Вдруг он что-то резко сказал, широким шагом дошел до твари, встал за её спиной. Затем схватил её за голову двумя руками, на несколько мгновений замер… Как-то крутанул, да и оторвал от туловища. На землю её обронил, руками встряхнул брезгливо. По сторонам осмотрелся, так же быстро пошел в нашу сторону. Мы все шарахнулись, да уйти бы нам никто не дал. Рядом большая бадья стояла с водой – стал руки отмывать, хоть и были чистые с виду.

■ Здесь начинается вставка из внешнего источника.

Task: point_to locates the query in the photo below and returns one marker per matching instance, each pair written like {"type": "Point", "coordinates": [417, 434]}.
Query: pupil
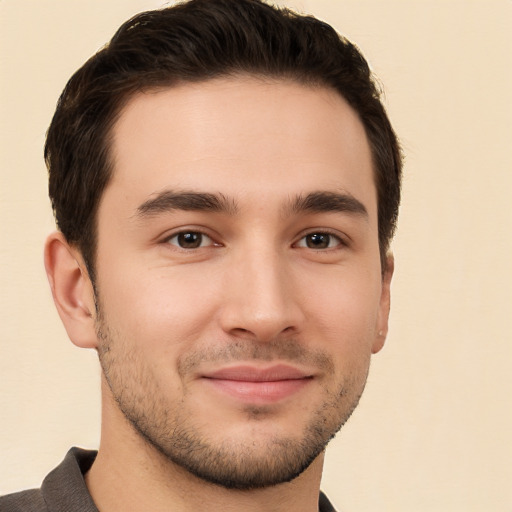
{"type": "Point", "coordinates": [318, 241]}
{"type": "Point", "coordinates": [189, 240]}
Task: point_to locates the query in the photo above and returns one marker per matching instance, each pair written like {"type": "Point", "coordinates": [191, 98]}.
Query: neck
{"type": "Point", "coordinates": [131, 475]}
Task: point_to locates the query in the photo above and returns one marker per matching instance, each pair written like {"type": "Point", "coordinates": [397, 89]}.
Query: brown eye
{"type": "Point", "coordinates": [190, 240]}
{"type": "Point", "coordinates": [319, 241]}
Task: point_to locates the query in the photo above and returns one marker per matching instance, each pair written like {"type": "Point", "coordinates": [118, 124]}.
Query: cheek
{"type": "Point", "coordinates": [346, 308]}
{"type": "Point", "coordinates": [159, 306]}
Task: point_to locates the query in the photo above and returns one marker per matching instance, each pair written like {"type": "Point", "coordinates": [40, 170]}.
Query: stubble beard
{"type": "Point", "coordinates": [242, 464]}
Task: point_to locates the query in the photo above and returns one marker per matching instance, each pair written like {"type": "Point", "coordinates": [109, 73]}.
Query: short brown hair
{"type": "Point", "coordinates": [197, 41]}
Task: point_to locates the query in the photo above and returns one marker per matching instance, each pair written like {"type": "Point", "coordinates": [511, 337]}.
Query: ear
{"type": "Point", "coordinates": [383, 316]}
{"type": "Point", "coordinates": [72, 290]}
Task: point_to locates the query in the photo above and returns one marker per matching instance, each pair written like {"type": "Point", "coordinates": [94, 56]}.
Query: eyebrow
{"type": "Point", "coordinates": [323, 201]}
{"type": "Point", "coordinates": [314, 202]}
{"type": "Point", "coordinates": [170, 200]}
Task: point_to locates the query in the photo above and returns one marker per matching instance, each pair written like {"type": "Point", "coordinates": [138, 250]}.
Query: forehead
{"type": "Point", "coordinates": [240, 136]}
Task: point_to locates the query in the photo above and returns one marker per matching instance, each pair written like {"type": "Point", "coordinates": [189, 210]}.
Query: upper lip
{"type": "Point", "coordinates": [248, 373]}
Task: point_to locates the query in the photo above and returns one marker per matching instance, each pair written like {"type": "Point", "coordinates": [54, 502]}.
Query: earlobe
{"type": "Point", "coordinates": [71, 289]}
{"type": "Point", "coordinates": [385, 301]}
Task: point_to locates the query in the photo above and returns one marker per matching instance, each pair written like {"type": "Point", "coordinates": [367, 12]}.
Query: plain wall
{"type": "Point", "coordinates": [433, 430]}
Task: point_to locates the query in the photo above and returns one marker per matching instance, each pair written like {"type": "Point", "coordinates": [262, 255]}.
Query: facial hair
{"type": "Point", "coordinates": [249, 463]}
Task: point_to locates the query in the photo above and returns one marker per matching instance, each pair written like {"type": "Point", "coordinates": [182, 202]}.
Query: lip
{"type": "Point", "coordinates": [256, 385]}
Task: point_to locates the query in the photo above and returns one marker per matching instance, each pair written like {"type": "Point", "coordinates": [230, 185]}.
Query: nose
{"type": "Point", "coordinates": [260, 298]}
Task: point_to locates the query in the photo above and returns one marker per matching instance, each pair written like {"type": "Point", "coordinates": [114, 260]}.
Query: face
{"type": "Point", "coordinates": [239, 286]}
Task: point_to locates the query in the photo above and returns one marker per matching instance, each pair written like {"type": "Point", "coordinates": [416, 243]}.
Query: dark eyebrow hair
{"type": "Point", "coordinates": [323, 201]}
{"type": "Point", "coordinates": [169, 200]}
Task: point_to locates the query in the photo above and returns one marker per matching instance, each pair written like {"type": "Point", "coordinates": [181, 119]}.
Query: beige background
{"type": "Point", "coordinates": [433, 431]}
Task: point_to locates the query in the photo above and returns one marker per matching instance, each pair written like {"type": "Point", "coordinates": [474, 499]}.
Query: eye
{"type": "Point", "coordinates": [320, 240]}
{"type": "Point", "coordinates": [190, 240]}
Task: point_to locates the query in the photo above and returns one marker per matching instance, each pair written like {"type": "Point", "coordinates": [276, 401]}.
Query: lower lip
{"type": "Point", "coordinates": [259, 392]}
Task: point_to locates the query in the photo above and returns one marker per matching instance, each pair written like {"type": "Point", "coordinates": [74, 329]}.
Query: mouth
{"type": "Point", "coordinates": [255, 385]}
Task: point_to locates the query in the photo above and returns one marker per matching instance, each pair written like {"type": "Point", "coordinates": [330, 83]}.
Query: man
{"type": "Point", "coordinates": [226, 183]}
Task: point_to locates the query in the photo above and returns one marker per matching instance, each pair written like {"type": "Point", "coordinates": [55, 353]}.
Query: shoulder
{"type": "Point", "coordinates": [24, 501]}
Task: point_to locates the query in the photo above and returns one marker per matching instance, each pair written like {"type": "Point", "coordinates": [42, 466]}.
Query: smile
{"type": "Point", "coordinates": [258, 385]}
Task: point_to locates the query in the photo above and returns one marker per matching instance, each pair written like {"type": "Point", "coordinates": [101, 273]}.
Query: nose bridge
{"type": "Point", "coordinates": [260, 300]}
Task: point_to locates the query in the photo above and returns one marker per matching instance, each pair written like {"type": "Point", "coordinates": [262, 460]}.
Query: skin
{"type": "Point", "coordinates": [271, 283]}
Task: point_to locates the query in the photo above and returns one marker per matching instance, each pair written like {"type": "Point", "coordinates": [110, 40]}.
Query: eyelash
{"type": "Point", "coordinates": [340, 242]}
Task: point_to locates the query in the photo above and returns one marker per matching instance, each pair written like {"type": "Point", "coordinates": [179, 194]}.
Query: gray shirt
{"type": "Point", "coordinates": [64, 489]}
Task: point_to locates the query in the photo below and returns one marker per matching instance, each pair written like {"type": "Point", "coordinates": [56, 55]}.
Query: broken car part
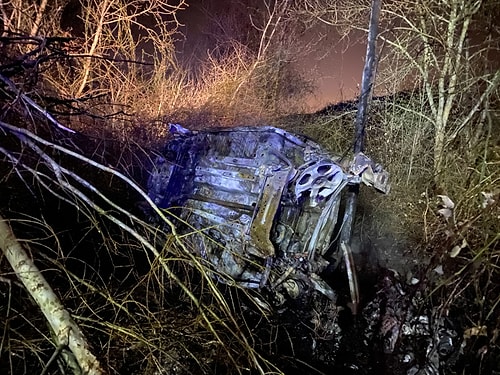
{"type": "Point", "coordinates": [258, 203]}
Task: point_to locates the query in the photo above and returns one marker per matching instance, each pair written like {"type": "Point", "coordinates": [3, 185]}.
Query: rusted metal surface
{"type": "Point", "coordinates": [259, 203]}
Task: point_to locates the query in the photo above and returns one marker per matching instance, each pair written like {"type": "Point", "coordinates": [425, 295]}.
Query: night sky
{"type": "Point", "coordinates": [335, 65]}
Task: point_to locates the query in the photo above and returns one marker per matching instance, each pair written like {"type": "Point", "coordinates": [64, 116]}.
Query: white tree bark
{"type": "Point", "coordinates": [67, 333]}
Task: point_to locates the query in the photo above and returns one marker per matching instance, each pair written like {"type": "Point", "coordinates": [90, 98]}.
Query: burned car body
{"type": "Point", "coordinates": [259, 204]}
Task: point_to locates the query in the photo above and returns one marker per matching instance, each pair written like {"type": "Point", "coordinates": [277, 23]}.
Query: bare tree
{"type": "Point", "coordinates": [434, 37]}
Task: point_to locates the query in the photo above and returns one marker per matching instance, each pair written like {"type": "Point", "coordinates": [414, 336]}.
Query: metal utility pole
{"type": "Point", "coordinates": [359, 138]}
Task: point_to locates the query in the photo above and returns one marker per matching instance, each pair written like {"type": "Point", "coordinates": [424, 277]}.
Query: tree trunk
{"type": "Point", "coordinates": [67, 333]}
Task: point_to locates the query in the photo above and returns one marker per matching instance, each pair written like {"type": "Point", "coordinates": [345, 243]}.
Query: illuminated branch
{"type": "Point", "coordinates": [67, 333]}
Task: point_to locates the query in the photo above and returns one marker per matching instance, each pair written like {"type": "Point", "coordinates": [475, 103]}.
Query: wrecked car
{"type": "Point", "coordinates": [260, 204]}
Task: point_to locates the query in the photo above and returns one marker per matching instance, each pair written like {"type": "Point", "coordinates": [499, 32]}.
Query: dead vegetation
{"type": "Point", "coordinates": [144, 301]}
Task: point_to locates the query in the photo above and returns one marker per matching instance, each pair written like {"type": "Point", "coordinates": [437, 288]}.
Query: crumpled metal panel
{"type": "Point", "coordinates": [259, 203]}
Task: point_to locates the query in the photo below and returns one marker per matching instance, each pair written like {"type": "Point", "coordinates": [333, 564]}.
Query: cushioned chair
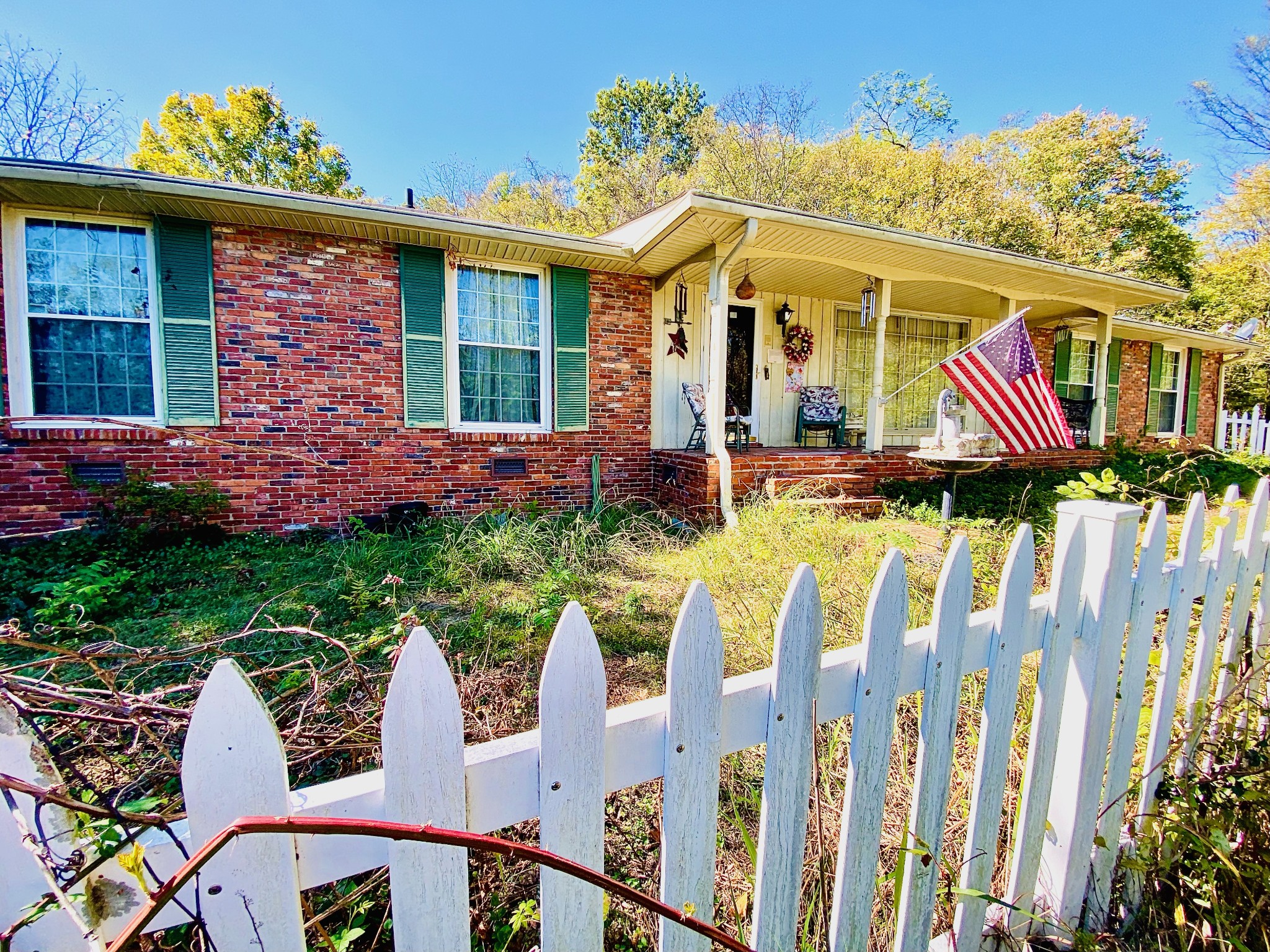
{"type": "Point", "coordinates": [821, 413]}
{"type": "Point", "coordinates": [735, 427]}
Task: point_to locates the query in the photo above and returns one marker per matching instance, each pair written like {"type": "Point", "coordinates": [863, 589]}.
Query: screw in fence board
{"type": "Point", "coordinates": [869, 756]}
{"type": "Point", "coordinates": [788, 769]}
{"type": "Point", "coordinates": [941, 691]}
{"type": "Point", "coordinates": [690, 792]}
{"type": "Point", "coordinates": [424, 783]}
{"type": "Point", "coordinates": [1223, 562]}
{"type": "Point", "coordinates": [1185, 582]}
{"type": "Point", "coordinates": [996, 733]}
{"type": "Point", "coordinates": [1085, 731]}
{"type": "Point", "coordinates": [22, 880]}
{"type": "Point", "coordinates": [234, 765]}
{"type": "Point", "coordinates": [1250, 553]}
{"type": "Point", "coordinates": [1062, 621]}
{"type": "Point", "coordinates": [1147, 597]}
{"type": "Point", "coordinates": [572, 782]}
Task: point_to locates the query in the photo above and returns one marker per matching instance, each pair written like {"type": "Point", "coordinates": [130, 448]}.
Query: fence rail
{"type": "Point", "coordinates": [1248, 432]}
{"type": "Point", "coordinates": [1095, 630]}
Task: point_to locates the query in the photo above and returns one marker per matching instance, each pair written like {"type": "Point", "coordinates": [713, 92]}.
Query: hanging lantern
{"type": "Point", "coordinates": [868, 299]}
{"type": "Point", "coordinates": [783, 316]}
{"type": "Point", "coordinates": [746, 289]}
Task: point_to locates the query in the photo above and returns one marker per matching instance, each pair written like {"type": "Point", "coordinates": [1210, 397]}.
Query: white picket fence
{"type": "Point", "coordinates": [1246, 432]}
{"type": "Point", "coordinates": [1095, 630]}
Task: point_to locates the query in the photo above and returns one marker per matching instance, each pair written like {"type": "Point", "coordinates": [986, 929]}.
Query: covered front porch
{"type": "Point", "coordinates": [882, 307]}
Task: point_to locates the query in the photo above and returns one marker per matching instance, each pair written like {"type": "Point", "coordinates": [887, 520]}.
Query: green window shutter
{"type": "Point", "coordinates": [1113, 403]}
{"type": "Point", "coordinates": [187, 327]}
{"type": "Point", "coordinates": [424, 315]}
{"type": "Point", "coordinates": [1193, 376]}
{"type": "Point", "coordinates": [1152, 423]}
{"type": "Point", "coordinates": [1062, 361]}
{"type": "Point", "coordinates": [571, 314]}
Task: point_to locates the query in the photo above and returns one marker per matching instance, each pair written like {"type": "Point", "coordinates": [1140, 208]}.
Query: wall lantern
{"type": "Point", "coordinates": [746, 289]}
{"type": "Point", "coordinates": [868, 298]}
{"type": "Point", "coordinates": [783, 316]}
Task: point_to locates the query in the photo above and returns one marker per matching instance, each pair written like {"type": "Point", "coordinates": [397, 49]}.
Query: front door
{"type": "Point", "coordinates": [741, 359]}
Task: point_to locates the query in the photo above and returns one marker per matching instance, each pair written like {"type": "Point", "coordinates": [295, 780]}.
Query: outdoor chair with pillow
{"type": "Point", "coordinates": [821, 413]}
{"type": "Point", "coordinates": [735, 427]}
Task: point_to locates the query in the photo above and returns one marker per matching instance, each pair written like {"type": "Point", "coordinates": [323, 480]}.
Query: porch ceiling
{"type": "Point", "coordinates": [825, 257]}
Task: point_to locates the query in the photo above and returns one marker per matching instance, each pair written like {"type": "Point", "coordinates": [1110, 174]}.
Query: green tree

Стоял от нас с Яреком шагов за пять. Лицо у этого чужака немного вытянутое, брови такие же, как у первого бледного, только черные. Бороды и усов тоже нет. На лбу обруч кованый с красными камнями. Кожа тонкая, бледная, даже немного сероватая, синие вены видны. Вокруг глаз будто углем неровно намазано… Но темнота исчезла чуть после. Губы бледные… Издалека вообще сначала померещилось, что глаз со ртом и нету – будто череп один. Штаны тоже чёрные, кожаные, в сапоги заправленные. Кафтан расстегнут, а рубахи под ним нет. На шее висели амулеты. Один из них – ключик небольшой… На груди знаки нарисованы, на руны похожие… – дети притихли, но робко улыбались. Бабка это тоже отметила, внутренне радуясь.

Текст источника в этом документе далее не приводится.